The interpretation of emotional expression, and the conclusions that clinicians draw about the affective state of client, impacts on diagnosstic and treatment considerations.
Understanding that some mental distress may have unique presentations that are cultural in origin can assist with mental health screening and help avoid misdiagnosis. Cultural understanding of these symptoms can help build a therapeutic alliance with a client.
Just as standard screening instruments can sometimes be of limited use with culturally diverse populations, so too are standard diagnoses. Expressions of psychological problems are, in part, culturally specific, and behaviour that is aberrant in one culture can be standard in another. For example, seemingly paranoid thoughts are to be expected in clients who have migrated from countries with oppressive governments. It’s important to consider that behavioural phenomena that may be defined as mental illness in a Western context may be cultural in origin and understood differently in this context.
Culturally rooted groups of symptoms previously referred to as “culture-bound syndromes,” are called “cultural concepts of distress” in DSM V (Kohrt et al., 2014). These cultural concepts of distress may or may not be linked to particular DSM V diagnostic criteria (APA 2013a). DSM V lists some cultural concepts of distress but other concepts exist that are not recognized in DSM V (APA 2013d). Cultural concepts of distress comprise three areas (APA, 2013a, p.758):
- Cultural syndromes: Clusters of symptoms that tend to co-occur in certain cultural groups, communities, or contexts.
- Cultural idioms of distress: Ways of communicating emotional suffering that do not refer to specific disorders or symptoms, yet provide a way to talk about personal or social concerns. Frequently these manifest as physical symptoms (somatisation).
- Cultural explanations: Symptoms, illness, or distress are perceived by a culture as having specific, local origins or causes.
Depression is an example of a cultural concept. For Western clinicians, major depressive disorder (MDD) can be considered a “syndrome,” or cluster of symptoms that appear to “hang together”. But depression can also be considered an “idiom of distress,” in the sense that Westerners commonly talk of feeling depressed in everyday life. The label "depression" can imbue a set of behaviours with a particular meaning. No single concept maps onto a specific psychiatric disorder, and conversely, no single psychiatric disorder (eg MDD) maps onto a cultural concept (eg Shenjing shuairuo-neurasthenia). Each illness has to be assessed in its own right. Clinicians must not only draw from diagnostic experience, available categories of illness, and the various dimensions along which aspects of the illness may range, but also recognise and try to understand the client’s cultural understanding of the illness. The information provided throughout DSM V, and particularly in the cultural formulation chapter, can help practitioners avoid misdiagnosis, obtain clinically useful information, improve clinical rapport and promote therapeutic efficacy (APA, 2013a).

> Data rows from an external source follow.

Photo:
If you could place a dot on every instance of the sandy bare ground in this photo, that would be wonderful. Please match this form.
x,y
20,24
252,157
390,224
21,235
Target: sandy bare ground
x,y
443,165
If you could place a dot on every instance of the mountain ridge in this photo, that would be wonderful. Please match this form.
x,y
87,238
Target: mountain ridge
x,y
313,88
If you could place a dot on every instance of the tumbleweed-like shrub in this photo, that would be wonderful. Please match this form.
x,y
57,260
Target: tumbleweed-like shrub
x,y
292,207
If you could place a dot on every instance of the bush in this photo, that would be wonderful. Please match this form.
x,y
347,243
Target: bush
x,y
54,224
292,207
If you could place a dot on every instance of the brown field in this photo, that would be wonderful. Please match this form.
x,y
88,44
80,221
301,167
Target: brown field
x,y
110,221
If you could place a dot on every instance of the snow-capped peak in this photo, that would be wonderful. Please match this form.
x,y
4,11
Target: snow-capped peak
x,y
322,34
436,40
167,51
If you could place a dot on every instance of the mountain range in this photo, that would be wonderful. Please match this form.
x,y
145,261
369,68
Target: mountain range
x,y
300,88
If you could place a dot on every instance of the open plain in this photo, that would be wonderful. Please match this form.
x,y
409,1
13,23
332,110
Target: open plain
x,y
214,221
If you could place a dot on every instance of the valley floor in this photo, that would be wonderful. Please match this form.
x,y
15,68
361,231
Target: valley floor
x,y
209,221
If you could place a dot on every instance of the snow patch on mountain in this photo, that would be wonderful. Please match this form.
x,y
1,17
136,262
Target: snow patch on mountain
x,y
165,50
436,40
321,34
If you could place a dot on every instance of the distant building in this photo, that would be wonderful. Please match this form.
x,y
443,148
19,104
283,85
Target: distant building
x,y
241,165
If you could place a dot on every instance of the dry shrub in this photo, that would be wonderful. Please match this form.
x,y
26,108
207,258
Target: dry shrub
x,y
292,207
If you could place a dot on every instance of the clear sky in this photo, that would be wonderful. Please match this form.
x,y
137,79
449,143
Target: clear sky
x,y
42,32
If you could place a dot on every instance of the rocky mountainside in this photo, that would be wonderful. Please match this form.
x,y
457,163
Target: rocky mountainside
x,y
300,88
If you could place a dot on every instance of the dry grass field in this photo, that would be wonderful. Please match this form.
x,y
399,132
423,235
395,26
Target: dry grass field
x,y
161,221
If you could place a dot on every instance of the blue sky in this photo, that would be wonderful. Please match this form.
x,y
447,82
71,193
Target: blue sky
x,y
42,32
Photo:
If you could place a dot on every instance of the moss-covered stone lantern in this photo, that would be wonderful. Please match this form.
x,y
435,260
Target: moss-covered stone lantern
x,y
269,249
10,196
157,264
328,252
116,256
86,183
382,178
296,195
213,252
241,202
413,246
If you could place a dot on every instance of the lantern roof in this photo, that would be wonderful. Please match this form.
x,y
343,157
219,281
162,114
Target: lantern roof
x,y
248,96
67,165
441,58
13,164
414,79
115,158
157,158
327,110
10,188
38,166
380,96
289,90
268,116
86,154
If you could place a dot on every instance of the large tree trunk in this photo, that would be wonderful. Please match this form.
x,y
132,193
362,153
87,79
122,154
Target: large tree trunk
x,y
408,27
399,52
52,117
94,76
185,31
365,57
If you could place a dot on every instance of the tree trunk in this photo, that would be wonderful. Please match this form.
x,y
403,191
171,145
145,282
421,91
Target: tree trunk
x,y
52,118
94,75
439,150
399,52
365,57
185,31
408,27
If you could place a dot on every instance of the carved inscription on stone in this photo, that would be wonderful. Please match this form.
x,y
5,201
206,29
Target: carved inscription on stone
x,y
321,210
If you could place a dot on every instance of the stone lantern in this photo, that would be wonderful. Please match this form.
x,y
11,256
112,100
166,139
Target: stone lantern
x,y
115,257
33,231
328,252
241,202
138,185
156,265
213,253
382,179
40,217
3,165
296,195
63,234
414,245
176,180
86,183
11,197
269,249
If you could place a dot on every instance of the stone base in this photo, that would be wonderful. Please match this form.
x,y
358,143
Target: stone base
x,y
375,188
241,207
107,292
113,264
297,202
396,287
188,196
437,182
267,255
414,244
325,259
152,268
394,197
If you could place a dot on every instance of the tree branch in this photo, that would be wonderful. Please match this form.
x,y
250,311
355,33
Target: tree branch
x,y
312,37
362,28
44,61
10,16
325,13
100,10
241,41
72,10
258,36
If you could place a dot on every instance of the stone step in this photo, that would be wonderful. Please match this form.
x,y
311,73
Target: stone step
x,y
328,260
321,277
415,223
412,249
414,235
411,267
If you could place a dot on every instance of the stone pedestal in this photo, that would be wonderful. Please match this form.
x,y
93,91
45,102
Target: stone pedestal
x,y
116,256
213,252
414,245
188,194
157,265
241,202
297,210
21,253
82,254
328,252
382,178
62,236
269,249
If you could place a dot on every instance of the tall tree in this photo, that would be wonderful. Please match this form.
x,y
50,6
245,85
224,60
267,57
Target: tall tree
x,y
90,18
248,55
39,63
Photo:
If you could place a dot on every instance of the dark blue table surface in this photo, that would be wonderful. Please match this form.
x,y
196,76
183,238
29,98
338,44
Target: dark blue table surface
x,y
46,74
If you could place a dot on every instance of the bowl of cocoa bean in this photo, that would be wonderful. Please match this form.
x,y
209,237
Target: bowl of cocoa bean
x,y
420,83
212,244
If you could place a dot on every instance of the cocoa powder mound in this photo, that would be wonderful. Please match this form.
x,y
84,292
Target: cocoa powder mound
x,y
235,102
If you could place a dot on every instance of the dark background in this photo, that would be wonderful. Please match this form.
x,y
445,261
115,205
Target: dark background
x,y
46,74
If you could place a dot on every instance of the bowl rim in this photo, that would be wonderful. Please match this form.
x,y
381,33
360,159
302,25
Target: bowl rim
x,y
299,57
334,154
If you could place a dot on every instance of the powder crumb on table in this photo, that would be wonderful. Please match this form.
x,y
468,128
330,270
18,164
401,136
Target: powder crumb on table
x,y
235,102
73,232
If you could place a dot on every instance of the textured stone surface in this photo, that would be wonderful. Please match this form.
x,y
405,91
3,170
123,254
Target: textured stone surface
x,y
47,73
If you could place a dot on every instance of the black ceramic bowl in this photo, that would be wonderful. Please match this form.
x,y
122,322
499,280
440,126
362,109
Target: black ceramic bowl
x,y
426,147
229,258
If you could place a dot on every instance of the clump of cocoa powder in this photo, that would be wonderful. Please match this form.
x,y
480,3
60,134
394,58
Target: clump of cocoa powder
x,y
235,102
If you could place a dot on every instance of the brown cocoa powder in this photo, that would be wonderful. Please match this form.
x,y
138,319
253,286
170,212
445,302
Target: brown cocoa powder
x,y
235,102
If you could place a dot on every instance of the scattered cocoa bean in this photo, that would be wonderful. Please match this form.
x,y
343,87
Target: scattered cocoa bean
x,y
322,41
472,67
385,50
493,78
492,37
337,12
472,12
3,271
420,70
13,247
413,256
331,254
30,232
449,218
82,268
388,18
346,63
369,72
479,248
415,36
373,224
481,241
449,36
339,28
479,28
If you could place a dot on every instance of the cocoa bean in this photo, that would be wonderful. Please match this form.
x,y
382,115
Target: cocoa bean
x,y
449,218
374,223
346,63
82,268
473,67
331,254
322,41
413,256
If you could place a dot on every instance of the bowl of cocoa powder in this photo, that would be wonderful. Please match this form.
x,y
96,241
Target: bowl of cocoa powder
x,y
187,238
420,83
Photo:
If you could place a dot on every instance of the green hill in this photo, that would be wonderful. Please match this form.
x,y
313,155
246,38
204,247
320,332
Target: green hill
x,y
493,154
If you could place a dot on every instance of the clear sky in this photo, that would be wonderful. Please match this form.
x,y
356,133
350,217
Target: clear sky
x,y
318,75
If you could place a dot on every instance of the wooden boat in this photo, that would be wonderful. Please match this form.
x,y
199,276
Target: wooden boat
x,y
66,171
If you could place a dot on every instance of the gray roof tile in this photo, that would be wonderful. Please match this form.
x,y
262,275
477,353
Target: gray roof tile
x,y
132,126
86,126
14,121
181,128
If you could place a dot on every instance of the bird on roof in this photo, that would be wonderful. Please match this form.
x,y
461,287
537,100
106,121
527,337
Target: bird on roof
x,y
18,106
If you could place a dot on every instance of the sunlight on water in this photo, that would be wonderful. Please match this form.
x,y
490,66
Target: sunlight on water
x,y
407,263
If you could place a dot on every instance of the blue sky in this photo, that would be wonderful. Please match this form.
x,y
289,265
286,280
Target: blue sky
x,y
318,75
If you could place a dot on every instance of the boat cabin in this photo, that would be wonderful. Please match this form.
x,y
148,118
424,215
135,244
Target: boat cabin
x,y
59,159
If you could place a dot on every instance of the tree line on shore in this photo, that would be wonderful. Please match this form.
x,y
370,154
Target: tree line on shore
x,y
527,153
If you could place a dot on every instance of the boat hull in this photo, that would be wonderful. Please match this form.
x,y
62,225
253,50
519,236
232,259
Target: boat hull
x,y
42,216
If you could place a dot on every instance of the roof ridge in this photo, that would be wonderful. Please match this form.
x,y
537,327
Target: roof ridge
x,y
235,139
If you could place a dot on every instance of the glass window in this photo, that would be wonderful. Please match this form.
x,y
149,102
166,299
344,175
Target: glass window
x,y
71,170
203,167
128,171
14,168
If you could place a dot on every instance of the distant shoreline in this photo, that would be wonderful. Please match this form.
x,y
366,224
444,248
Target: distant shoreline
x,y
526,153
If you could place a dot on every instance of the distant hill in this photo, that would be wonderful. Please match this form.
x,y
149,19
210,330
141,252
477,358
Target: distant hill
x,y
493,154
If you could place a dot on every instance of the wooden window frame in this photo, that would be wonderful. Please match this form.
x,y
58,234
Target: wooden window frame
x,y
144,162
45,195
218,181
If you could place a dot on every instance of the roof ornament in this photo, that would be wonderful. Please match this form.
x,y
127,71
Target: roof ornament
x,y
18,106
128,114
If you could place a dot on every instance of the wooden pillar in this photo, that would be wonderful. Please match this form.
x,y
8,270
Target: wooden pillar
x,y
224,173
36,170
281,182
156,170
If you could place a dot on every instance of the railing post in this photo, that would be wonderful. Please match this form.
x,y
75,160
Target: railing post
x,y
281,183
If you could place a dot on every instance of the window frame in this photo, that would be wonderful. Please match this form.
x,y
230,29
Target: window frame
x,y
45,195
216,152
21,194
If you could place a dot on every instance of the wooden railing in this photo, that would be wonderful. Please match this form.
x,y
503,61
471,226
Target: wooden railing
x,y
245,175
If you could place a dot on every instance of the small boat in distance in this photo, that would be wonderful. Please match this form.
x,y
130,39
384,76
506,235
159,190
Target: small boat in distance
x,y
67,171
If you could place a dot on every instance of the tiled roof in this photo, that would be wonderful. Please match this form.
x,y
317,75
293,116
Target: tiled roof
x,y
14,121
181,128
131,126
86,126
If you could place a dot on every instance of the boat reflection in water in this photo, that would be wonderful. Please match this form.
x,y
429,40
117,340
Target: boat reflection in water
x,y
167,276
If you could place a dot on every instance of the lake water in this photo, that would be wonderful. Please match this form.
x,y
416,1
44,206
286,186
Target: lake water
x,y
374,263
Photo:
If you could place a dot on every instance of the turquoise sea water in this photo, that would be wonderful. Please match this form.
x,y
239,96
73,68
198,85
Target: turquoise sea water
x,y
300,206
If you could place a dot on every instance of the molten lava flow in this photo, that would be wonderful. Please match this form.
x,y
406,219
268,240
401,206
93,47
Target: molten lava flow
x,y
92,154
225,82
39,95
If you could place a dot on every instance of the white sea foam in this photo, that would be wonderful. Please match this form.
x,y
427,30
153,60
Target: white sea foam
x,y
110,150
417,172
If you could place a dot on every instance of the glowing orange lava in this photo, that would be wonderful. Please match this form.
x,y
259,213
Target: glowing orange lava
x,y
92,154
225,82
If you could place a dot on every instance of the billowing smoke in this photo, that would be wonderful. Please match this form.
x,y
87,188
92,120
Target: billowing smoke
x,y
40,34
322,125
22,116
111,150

Examples of APA (2013d) defined cultural concepts of distress are:
Shenjing shuairuo (neurasthenia) - Chinese
- A condition characterised by physical and mental fatigue, headaches, difficulty concentrating, dizziness, sleep disturbance, and memory loss. Other symptoms include gastrointestinal problems, sexual dysfunction, irritability, excitability, and autonomic nervous system disturbances.
Taijin kyofusho - Japanese
- Avoiding interpersonal situations due to intense fear that one’s appearance or actions give offense to others. “Sensitive type” relates to anxiety about interpersonal interactions, while “offensive type” relates to concern about offending others. Related DSM disorder: Social anxiety disorder and obsessive-compulsive disorder
Kufungisisa-Shona - Zimbabwe.
- Kufungisisa (“thinking too much”) is an idiom of distress and a cultural explanation among the Shona of Zimbabwe. As an explanation it is considered to be causative of anxiety, depression and somatic problems (eg “my heart is painful because I think too much”). As an idiom of psychosocial distress, it is indicative of interpersonal and social difficulties (eg marital problems, having no money to take care of children). Kufungisisainvolves ruminating on upsetting thoughts, particularly worries. Kufungisisa is associated with a range of psychopathology including anxiety symptoms, excessive worry, panic attacks, depressive symptoms and irritability.